Mais, il y a toujours quelque chose qui manque. Un rêve qui caresse les esprits. « Ce qui m’intéresse en ce moment c’est de savoir com­ment attirer les fans, comment changer le jeu pour que la discipline devienne plus attirante et comment mieux intégrer la technologie ». Une nouvelle compétition organisée pour la première fois en 2017, à savoir le Grand Schelem, a regroupé les douze meilleurs athlètes du monde, avec un budget d’un million de dollars, de quoi avoir garanti des présentations spectaculaires. En outre, la Chine organise cette année la Coupe du monde, cela s’inscrit pour lui dans un même objectif: attirer davantage le public. « En taekwondo, je me sens à l’aise, c’est ma zone de confort, l’espace où je me sens vraiment heu­reux, surtout lorsque je rencontre mes anciens copains dans les compétitions », conclut-il .

Jalons

1978 : Naissance.
1992 : Pratique le taekwondo au club Al-Zohour.

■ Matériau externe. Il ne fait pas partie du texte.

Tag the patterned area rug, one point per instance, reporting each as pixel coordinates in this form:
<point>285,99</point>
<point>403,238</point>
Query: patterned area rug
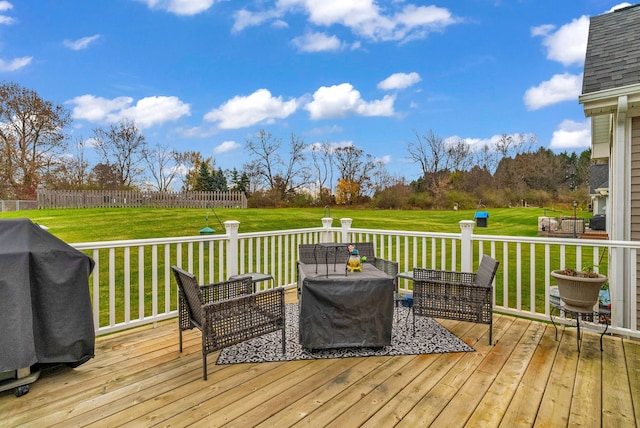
<point>430,338</point>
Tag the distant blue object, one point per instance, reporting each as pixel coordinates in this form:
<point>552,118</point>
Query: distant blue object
<point>481,218</point>
<point>207,231</point>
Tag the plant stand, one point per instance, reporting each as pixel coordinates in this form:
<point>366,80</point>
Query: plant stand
<point>602,315</point>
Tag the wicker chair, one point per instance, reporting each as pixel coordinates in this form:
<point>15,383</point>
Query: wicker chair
<point>227,312</point>
<point>461,296</point>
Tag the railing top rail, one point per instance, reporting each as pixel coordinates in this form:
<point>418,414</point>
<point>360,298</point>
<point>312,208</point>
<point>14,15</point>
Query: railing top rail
<point>406,232</point>
<point>559,241</point>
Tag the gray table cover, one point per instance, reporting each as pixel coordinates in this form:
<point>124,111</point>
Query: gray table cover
<point>343,311</point>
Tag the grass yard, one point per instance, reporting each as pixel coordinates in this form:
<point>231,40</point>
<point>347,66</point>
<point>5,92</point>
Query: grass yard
<point>108,224</point>
<point>94,225</point>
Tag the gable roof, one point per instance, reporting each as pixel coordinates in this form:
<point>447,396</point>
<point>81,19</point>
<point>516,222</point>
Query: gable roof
<point>613,50</point>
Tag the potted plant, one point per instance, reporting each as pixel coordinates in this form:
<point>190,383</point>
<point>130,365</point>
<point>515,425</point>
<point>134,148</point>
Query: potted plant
<point>579,290</point>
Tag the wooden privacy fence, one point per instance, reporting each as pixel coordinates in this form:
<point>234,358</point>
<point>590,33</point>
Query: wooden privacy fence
<point>137,199</point>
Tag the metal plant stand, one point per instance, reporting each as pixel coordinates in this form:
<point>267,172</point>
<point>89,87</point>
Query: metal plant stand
<point>601,317</point>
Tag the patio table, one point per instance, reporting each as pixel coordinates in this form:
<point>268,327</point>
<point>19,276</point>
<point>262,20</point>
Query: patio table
<point>345,311</point>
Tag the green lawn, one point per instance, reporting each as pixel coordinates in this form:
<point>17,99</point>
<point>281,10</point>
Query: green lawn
<point>94,225</point>
<point>106,224</point>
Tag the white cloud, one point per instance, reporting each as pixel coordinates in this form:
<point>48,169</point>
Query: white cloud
<point>261,106</point>
<point>180,7</point>
<point>4,19</point>
<point>151,111</point>
<point>226,146</point>
<point>145,113</point>
<point>567,45</point>
<point>342,100</point>
<point>571,135</point>
<point>399,81</point>
<point>244,18</point>
<point>82,43</point>
<point>317,42</point>
<point>561,87</point>
<point>364,18</point>
<point>15,64</point>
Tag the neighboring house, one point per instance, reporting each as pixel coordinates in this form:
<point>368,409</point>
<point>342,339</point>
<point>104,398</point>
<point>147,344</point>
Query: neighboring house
<point>611,98</point>
<point>599,188</point>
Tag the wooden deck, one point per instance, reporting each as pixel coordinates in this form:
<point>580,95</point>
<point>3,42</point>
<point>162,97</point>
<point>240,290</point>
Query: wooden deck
<point>138,378</point>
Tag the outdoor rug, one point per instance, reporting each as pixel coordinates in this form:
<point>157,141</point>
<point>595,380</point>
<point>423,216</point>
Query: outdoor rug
<point>430,338</point>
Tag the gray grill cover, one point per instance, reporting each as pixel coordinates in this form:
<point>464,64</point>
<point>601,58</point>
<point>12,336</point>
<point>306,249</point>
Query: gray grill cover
<point>45,308</point>
<point>343,311</point>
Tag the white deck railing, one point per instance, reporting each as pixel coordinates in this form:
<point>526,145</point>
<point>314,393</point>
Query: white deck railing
<point>131,283</point>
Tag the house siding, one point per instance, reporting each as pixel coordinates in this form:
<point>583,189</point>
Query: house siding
<point>635,197</point>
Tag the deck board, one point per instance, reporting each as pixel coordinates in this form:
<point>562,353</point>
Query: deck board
<point>526,378</point>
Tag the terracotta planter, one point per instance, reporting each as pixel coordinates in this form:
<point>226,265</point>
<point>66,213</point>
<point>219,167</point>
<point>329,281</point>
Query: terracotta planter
<point>579,294</point>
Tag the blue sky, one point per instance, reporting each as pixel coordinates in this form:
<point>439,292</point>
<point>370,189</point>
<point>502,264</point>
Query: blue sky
<point>206,75</point>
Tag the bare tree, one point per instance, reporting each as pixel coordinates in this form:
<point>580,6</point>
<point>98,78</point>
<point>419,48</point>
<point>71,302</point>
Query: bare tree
<point>164,165</point>
<point>268,167</point>
<point>510,145</point>
<point>322,155</point>
<point>31,136</point>
<point>355,168</point>
<point>68,172</point>
<point>121,146</point>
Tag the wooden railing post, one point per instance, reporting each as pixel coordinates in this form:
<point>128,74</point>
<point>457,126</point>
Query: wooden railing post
<point>346,225</point>
<point>232,227</point>
<point>466,235</point>
<point>326,233</point>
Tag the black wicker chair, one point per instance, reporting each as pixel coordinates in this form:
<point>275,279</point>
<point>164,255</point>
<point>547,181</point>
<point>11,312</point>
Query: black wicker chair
<point>227,312</point>
<point>461,296</point>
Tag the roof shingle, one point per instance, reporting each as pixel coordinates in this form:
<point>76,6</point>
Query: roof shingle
<point>613,50</point>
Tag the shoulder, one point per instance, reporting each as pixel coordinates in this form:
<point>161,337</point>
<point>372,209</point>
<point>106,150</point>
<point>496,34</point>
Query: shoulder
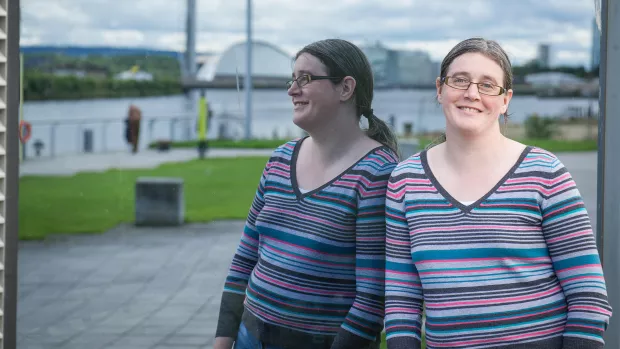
<point>283,153</point>
<point>539,161</point>
<point>412,166</point>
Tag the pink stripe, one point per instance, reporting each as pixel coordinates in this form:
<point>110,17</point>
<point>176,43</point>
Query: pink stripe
<point>561,209</point>
<point>568,280</point>
<point>480,271</point>
<point>586,307</point>
<point>570,236</point>
<point>391,310</point>
<point>396,242</point>
<point>497,340</point>
<point>496,300</point>
<point>279,172</point>
<point>477,227</point>
<point>502,259</point>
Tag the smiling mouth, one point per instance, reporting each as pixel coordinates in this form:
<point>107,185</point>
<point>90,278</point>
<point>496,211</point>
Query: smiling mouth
<point>471,110</point>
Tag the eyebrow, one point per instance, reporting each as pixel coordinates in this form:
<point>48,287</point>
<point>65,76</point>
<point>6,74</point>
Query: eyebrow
<point>487,77</point>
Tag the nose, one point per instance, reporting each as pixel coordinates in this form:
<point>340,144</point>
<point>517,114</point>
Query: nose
<point>294,89</point>
<point>472,92</point>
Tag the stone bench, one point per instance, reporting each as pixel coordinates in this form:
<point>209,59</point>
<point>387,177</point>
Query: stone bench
<point>160,201</point>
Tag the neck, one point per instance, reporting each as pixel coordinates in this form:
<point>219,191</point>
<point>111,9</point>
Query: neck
<point>330,141</point>
<point>470,152</point>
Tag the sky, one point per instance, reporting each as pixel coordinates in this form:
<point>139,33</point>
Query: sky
<point>430,25</point>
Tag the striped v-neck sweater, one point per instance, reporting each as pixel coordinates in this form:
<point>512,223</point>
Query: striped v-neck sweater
<point>309,270</point>
<point>518,268</point>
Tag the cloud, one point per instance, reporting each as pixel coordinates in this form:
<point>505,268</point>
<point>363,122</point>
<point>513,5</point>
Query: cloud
<point>434,26</point>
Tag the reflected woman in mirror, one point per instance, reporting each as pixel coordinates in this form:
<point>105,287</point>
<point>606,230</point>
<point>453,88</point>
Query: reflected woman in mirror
<point>309,270</point>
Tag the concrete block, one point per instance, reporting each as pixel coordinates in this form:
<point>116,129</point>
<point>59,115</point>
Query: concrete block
<point>160,201</point>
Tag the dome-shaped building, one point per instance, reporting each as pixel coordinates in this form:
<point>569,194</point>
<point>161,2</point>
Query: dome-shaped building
<point>268,61</point>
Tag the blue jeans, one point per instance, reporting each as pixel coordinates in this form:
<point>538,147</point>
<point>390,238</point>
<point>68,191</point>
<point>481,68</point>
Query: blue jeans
<point>245,340</point>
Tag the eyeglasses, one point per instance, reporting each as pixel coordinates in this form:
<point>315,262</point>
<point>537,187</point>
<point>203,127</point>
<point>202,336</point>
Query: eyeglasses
<point>306,79</point>
<point>484,88</point>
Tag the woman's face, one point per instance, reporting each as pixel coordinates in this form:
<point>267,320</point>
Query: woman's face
<point>469,111</point>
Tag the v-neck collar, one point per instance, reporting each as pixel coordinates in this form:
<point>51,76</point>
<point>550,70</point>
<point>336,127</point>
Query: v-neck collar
<point>455,202</point>
<point>293,170</point>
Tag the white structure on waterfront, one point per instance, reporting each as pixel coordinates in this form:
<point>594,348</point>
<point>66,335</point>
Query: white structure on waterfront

De 1994 à 2004 : Membre de la sélection nationale de taekwondo. Participation à la Coupe du monde en Allemagne (1998), en France (2000), au Vietnam (2001) et au Japon (2002). Participation aux Championnats du monde d’Edmenton (1999).
De 2004 jusqu’à présent : Directeur financier dans des grandes sociétés internationales.
De 2012 à 2017 : Membre du conseil d’administration de la Fédération égyptienne de taekwondo, superviseur général de la sélection nationale.
De 2015 jusqu’à présent : Vice-président du comité technique de la Fédération mondiale de taekwondo (World Taekwondo, WT).
2017 : Président du comité des jeux de la WT.